The acquisition of this evidence also holds grim implications, since such discoveries are enabled by climate change and the rapidly melting ice that is now relinquishing these ancient artifacts. According to the Center for International Climate Research (CICERO), 326 square kilometers of Norwegian glaciers have disappeared since the mid-1980s, with the total area covered by glaciers decreasing by 11% in the last 30 years.
Mark Aldenderfer, a recognized expert in high-altitude archeology and distinguished professor emeritus at UC Merced, spoke to GlacierHub on the implications climate change holds for these unique sites. “I think that for the foreseeable future the ice will be melting at an increasingly rapid rate, and that archaeology should take advantage of this,” he noted. His argument for investigation instead of avoidance is predicated upon the unfortunate truth that limited conservation efforts exist that would be effective in keeping these small patches from melting. He added that “we can only hope that governments and others will work to stabilize greenhouse gas emissions for the sake of the entire planet.”
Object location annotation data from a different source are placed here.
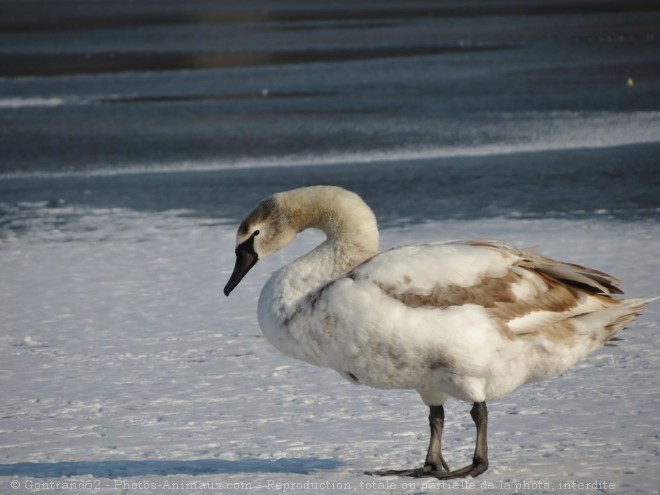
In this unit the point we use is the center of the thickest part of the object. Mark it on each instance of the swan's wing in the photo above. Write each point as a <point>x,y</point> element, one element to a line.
<point>522,290</point>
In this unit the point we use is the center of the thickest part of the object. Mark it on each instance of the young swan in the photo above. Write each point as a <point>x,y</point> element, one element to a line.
<point>471,320</point>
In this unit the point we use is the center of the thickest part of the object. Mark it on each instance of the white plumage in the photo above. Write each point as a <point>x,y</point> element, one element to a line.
<point>471,320</point>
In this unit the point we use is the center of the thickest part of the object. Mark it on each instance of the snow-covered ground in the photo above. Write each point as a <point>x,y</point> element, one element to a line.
<point>135,135</point>
<point>125,370</point>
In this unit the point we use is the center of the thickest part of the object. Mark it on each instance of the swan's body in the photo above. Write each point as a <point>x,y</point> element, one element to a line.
<point>471,320</point>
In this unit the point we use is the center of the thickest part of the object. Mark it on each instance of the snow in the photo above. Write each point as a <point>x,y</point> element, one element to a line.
<point>123,367</point>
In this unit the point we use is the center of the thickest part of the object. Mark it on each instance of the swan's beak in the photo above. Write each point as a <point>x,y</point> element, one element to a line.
<point>245,260</point>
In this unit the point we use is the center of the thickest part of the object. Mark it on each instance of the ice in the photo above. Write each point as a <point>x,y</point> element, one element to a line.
<point>131,366</point>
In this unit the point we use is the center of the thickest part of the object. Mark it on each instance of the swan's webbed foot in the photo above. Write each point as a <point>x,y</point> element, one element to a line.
<point>435,465</point>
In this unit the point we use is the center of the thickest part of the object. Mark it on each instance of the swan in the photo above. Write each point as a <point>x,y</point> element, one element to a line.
<point>472,320</point>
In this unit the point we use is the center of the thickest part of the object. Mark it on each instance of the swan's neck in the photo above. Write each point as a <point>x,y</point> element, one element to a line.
<point>352,237</point>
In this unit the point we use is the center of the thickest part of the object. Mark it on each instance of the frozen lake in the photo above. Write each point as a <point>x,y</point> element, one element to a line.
<point>135,135</point>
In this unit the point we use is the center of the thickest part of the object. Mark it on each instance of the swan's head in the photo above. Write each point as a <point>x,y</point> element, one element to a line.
<point>264,231</point>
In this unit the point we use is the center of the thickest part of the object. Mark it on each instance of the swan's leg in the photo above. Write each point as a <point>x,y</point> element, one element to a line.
<point>479,464</point>
<point>434,461</point>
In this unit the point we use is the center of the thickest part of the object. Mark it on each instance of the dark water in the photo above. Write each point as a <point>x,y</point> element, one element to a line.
<point>89,87</point>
Pilø echoes this stance, asserting that “our job is to try to rescue the archaeological finds that emerge from the melting ice.” In fact, the time frame for recovering these artifacts is highly limited. Their organic composition makes them vulnerable to disintegration and decomposition, meaning that if items are not found soon after they are freed from the ice they will likely be lost forever.
The work is not without its emotional toll, and he emphasizes that it makes a “deep impression” to witness such rapid melting of mountain ice and glaciers. “Collecting pieces of human history as they appear in a reverse time order from the retreating ice is a job one cannot do without a deep sense of foreboding.” He added that they keep the carbon footprint of the program low, which often means avoiding the use of helicopters and transporting heavy equipment to higher altitudes on foot (though sometimes with the aid of pack horses).
With a total of 63 sites as of 2021, and about 100 additional candidates, the Secrets of the Ice program is not slowing down. All of these locations are ancient reindeer and caribou hunting grounds and two of them are lofty mountain passes, one of which is Lendbreen. The fact that prehistoric communities lived and hunted in these areas combined with lingering ice that preserved their lost artifacts gives the sites significant archeological potential.
According to the Norwegian Centre for Climate Services (NCCS) Climate in Norway 2100 report, large glaciers are projected to lose a third of their total area and volume by the end of this century. Smaller glaciers are anticipated to disappear entirely, except at the very highest altitudes. Pilø is grimly unfazed. “There is still a ton of work to do.”